Iran and Climate Change – Two Global Issues on Obama’s Bucket List
The Iran nuclear accord and the White House’s new plan to cut power-plant emissions, to be unveiled Monday, have but one thing in common. It’s a question, and it’s the biggest now facing this nation: Do Americans want the U.S. to remain a global leader in the 21st century, or are we on a slow fade because our leaders can’t answer the call to change in the face of evolving circumstances?
The Iran deal President Obama and Secretary of State Kerry cut July 14 is already tangled in a web of partisan politics. The final version of the Clean Power Plan, more ambitious than two previous drafts, will be as soon as it’s published.
Related: Did Iran Negotiate in Bad Faith? That’s the Big Question
This is inevitable given we all wear our political stripes, but we have to see without them now. Repudiate the pact with Iran and we’ll stand alone—putting ourselves at a significant international disadvantage. Nobody’s going to follow us if we refuse to adjust to the climate crisis—easily the most serious challenge facing the community of nations this century.
Stay ahead, keep pace, fall behind: One may not welcome the choice, but denying there’s a choice in front of us will amount to making the wrong one.
Opponents of the Iran accord are right that the terms Kerry agreed to in Vienna deserve close scrutiny in the weeks before the September deadline, when Congress must vote its approval or rejection. But two weeks have passed already, and that’s not what we’ve had so far.
What we’ve had is a lot of political posing and grandstanding, and it simply won’t do. The reality beyond our shores is now emerging: Block this pact and the rest of the world will more or less ignore us.
Related: Obama’s Clean Power Plan Faces Tough Legal Scrutiny
Russia and China, as members of the P5 + 1 negotiating group, went along with sanctions against Iran and worked with the Americans and Europeans to get the deal done. It’s sheer illusion to think the world’s two largest non-Western powers will continue to cooperate if Washington insists sanctions remain in place.
The same point now applies to the Europeans.

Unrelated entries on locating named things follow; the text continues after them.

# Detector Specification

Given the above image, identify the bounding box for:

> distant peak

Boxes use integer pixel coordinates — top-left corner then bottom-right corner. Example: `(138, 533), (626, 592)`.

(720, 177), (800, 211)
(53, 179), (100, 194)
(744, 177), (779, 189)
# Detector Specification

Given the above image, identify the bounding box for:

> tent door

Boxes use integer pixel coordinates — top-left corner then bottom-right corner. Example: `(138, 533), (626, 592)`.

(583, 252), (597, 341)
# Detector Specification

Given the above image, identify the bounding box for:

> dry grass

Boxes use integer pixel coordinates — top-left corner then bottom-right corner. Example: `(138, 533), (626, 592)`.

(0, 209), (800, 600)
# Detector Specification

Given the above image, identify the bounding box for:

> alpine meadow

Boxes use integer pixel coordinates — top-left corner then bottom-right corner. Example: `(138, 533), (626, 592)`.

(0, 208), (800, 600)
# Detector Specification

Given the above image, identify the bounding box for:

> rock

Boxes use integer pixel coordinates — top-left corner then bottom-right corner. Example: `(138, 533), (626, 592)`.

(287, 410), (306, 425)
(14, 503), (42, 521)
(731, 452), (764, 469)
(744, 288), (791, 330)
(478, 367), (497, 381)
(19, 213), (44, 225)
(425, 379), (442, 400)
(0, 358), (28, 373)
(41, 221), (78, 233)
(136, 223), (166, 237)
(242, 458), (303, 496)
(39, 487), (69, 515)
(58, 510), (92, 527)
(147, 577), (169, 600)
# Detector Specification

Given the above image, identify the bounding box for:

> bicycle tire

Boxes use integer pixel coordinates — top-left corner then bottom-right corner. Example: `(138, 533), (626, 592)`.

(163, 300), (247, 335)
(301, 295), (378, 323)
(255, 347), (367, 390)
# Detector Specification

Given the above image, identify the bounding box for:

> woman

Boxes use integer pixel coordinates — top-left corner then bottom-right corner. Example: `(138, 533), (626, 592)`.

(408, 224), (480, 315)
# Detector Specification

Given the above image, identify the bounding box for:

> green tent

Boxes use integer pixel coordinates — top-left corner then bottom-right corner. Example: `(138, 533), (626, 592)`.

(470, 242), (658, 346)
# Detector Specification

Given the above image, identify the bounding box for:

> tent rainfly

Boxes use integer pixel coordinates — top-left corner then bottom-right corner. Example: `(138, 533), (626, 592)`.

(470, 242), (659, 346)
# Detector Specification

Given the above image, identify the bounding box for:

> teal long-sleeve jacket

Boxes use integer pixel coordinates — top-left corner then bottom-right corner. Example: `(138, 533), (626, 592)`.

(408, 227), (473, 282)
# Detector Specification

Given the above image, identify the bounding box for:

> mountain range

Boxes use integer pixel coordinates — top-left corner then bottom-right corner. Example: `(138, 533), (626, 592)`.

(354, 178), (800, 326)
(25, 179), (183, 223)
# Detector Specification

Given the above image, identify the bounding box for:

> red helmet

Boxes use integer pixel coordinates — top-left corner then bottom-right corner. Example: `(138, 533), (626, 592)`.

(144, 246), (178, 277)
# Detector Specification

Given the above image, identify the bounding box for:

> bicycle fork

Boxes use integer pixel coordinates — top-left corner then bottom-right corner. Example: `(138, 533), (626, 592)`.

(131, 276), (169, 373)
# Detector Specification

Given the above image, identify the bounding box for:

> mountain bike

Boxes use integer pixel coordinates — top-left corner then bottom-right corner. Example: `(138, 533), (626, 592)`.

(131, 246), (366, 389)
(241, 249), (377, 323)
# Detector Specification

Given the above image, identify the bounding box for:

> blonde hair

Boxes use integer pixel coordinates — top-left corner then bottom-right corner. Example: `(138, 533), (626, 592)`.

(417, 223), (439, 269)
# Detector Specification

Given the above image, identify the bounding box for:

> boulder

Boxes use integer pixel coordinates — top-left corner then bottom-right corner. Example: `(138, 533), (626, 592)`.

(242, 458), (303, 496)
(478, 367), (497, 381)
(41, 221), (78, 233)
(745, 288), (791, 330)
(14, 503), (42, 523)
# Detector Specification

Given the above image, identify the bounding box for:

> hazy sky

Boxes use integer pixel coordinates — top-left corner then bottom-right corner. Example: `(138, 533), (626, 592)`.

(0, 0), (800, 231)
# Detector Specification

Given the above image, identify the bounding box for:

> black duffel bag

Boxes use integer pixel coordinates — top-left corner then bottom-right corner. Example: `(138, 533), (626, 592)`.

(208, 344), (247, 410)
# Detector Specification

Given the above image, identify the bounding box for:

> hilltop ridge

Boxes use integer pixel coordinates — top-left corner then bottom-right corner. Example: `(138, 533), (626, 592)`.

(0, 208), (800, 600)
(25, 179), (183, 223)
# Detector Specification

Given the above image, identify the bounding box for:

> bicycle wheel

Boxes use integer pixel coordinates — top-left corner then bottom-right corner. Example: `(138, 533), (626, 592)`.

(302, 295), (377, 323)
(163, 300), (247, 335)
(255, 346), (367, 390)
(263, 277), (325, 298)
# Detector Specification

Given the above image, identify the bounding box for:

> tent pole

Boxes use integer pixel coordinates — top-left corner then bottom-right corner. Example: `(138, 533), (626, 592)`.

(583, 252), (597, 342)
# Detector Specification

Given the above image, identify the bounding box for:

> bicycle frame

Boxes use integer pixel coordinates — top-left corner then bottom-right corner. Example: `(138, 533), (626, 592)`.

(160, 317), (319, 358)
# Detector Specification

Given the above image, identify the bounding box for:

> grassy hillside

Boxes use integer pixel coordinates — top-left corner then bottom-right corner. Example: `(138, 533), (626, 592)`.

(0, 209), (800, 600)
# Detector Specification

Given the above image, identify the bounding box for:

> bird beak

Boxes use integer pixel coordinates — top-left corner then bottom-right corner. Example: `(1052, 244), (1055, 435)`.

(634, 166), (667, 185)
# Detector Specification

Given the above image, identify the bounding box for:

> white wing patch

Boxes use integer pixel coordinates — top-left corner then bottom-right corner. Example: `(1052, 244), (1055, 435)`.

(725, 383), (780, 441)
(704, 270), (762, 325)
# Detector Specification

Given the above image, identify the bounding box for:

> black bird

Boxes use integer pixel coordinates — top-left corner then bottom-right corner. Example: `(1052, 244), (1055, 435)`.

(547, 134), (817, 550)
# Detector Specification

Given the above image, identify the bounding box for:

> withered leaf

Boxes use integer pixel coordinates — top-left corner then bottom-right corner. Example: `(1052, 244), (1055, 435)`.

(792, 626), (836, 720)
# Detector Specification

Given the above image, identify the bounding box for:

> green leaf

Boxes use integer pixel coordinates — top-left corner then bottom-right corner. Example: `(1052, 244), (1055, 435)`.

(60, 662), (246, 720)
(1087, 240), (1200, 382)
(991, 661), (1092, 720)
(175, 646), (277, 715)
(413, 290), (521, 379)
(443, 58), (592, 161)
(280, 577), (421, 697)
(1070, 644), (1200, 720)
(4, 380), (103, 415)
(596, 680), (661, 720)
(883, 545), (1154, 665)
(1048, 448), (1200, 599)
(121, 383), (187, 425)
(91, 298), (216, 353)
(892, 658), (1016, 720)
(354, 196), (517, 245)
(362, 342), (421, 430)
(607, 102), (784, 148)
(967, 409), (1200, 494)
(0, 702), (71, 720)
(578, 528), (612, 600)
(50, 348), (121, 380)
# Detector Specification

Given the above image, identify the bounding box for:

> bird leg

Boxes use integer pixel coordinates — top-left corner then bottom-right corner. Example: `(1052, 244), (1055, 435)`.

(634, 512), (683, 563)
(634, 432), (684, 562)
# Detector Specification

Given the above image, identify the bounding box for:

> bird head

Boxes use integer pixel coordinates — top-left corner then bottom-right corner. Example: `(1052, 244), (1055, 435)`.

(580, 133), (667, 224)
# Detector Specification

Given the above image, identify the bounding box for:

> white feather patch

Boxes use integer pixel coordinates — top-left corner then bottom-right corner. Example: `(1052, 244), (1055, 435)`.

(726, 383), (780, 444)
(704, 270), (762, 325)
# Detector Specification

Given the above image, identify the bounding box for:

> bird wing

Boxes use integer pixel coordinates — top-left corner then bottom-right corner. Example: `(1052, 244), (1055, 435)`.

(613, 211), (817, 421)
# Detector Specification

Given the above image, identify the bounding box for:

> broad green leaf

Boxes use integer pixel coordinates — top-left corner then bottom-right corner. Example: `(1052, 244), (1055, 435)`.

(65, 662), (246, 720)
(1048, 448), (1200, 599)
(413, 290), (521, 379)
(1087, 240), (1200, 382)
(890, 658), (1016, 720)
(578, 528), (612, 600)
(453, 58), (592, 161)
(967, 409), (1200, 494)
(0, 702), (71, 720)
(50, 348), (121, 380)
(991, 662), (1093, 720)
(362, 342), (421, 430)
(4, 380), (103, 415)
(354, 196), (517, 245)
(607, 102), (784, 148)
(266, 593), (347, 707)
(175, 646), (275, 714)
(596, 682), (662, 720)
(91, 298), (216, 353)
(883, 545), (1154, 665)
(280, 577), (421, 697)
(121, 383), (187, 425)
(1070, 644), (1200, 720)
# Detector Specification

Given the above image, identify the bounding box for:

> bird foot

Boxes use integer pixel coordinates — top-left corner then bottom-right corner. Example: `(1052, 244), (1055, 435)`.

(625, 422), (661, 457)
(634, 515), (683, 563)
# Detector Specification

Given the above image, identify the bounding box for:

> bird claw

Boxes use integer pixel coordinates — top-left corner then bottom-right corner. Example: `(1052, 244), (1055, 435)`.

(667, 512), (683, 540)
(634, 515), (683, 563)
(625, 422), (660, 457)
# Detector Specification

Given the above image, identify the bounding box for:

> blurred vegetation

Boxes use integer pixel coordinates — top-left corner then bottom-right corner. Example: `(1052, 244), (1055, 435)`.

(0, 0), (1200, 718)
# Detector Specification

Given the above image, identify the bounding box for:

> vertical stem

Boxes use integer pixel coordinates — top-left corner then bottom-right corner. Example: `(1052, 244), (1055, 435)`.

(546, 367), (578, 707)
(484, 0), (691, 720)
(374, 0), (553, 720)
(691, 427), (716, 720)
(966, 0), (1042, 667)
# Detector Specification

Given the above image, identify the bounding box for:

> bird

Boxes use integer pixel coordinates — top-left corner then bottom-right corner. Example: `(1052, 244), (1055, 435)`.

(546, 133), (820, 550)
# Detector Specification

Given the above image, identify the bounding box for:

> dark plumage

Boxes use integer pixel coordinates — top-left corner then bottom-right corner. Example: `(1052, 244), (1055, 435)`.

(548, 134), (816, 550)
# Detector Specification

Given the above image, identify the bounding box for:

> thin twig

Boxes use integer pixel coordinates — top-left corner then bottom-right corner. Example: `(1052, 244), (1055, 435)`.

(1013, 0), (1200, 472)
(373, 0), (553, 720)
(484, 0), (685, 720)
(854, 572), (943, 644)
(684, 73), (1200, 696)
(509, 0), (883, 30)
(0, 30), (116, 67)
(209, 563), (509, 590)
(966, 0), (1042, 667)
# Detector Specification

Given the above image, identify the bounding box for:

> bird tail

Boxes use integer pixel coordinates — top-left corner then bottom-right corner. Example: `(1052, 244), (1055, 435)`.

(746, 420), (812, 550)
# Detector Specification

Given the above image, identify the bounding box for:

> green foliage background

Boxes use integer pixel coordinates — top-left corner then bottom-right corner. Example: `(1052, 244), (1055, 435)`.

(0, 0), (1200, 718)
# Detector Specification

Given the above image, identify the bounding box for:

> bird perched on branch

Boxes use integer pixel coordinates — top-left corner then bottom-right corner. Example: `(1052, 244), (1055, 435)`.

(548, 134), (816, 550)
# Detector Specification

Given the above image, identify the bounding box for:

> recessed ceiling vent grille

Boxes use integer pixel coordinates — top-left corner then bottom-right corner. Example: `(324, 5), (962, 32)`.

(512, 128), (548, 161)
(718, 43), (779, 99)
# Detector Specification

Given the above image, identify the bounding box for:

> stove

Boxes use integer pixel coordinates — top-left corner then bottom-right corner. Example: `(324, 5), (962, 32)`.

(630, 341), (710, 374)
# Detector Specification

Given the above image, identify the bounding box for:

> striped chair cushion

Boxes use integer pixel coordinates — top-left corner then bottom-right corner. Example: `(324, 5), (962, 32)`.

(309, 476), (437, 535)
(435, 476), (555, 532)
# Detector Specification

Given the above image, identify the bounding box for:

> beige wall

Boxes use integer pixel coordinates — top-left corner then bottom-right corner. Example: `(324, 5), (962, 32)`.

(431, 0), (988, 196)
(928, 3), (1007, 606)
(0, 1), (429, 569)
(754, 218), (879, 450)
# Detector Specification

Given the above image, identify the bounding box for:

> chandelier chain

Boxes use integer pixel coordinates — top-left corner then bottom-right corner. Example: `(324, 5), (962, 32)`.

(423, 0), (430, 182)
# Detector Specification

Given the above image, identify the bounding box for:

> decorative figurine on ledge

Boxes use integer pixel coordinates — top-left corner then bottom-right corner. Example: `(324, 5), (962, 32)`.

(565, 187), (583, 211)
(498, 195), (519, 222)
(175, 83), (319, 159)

A delegation of German officials flew to Tehran to pave the path for German businesses all of five days after the July 14 signing. Last week French Foreign Minister Laurent Fabius followed. Fabius, don’t forget, bargained hard for Iranian concessions and was several times willing to call the whole negotiation a scratch.
Italian cabinet ministers head to Tehran this Tuesday. And after them, the deluge. Some 70-odd execs from leading French companies, along with others from E.U. members, will start heading to Tehran in September.
Two truths here. One, American companies are already losing out on what Europeans describe as the Iranian “bonanza.” Two, the momentum in business and political circles alike is such that Europeans are no more likely than the Russians or Chinese to go along if Washington scotches the P5 + 1 accord.
Related: The Pros and Cons of Obama’s New Carbon Rule
Upsum: Those opposed to this pact are wasting valuable time turning this pact into a phony litmus test of patriotism, and they risk the very leadership role they claim most vigorously to stand for.
Want to know where the Europeans stand on climate change? A year ago the BBC Trust, the broadcaster’s governing body, ordered the editorial department to stop giving equal time to climate deniers, whose views it termed “marginal.” Miles ahead is the answer.
Germany’s Energiewende, or energy transition policy, is among the world’s most aggressive. By 2020 it wants a 40 percent reduction in greenhouse gas production from 1990 levels. After the Fukushima disaster in March 2011, Chancellor Merkel announced that Germany’s power grid is to be nuclear-free by 2022.
For the European Union, the target is to derive 20 percent of energy needs from renewable sources—hydro, wind, solar, and biomass—by the end of this decade. In Germany, renewables already account for nearly a third of generated power.
Related: Obama’s Global Warming Warning: It Can Make You Sick
Certainly there are transition problems—excellent as a sign that things are getting done. Americans face fewer such problems for the simple reason we’re not nearly as serious about transitioning out of fossil fuels.
Once again, we can lead or lag.
Late last year Obama signed an agreement with China committing the two nations to reduce carbon emissions. This column judged that modest at the time; what he’ll put on the table Monday marks a much more serious commitment.
The final version of the Clean Air Plan, which follows drafts issued in 2012 and 2014, calls for power plants to cut emissions by 32 percent from 2005 levels by 2030. It freezes construction of new coal plants and sets a target of 28 percent for renewables.
“This is the biggest, most important step we’ve ever taken to combat climate change,” the president said in a Facebook post at midnight Saturday. It is, even as it’s still far short of what others are doing.
Look at this from a global perspective and ask: Is this the moment to strand this policy in courts by filing dozens of lawsuits contesting it, as states, corporations, and industry associations intend? To put the point mildly, the world’s not hanging on the judicial rulings in these cases.
Many commentators have observed that Obama in his final year is the president he always intended to be. I agree. And it’s now obvious that his intent from the first was to force difficult questions upon us.
We’ve had two in the past two weeks.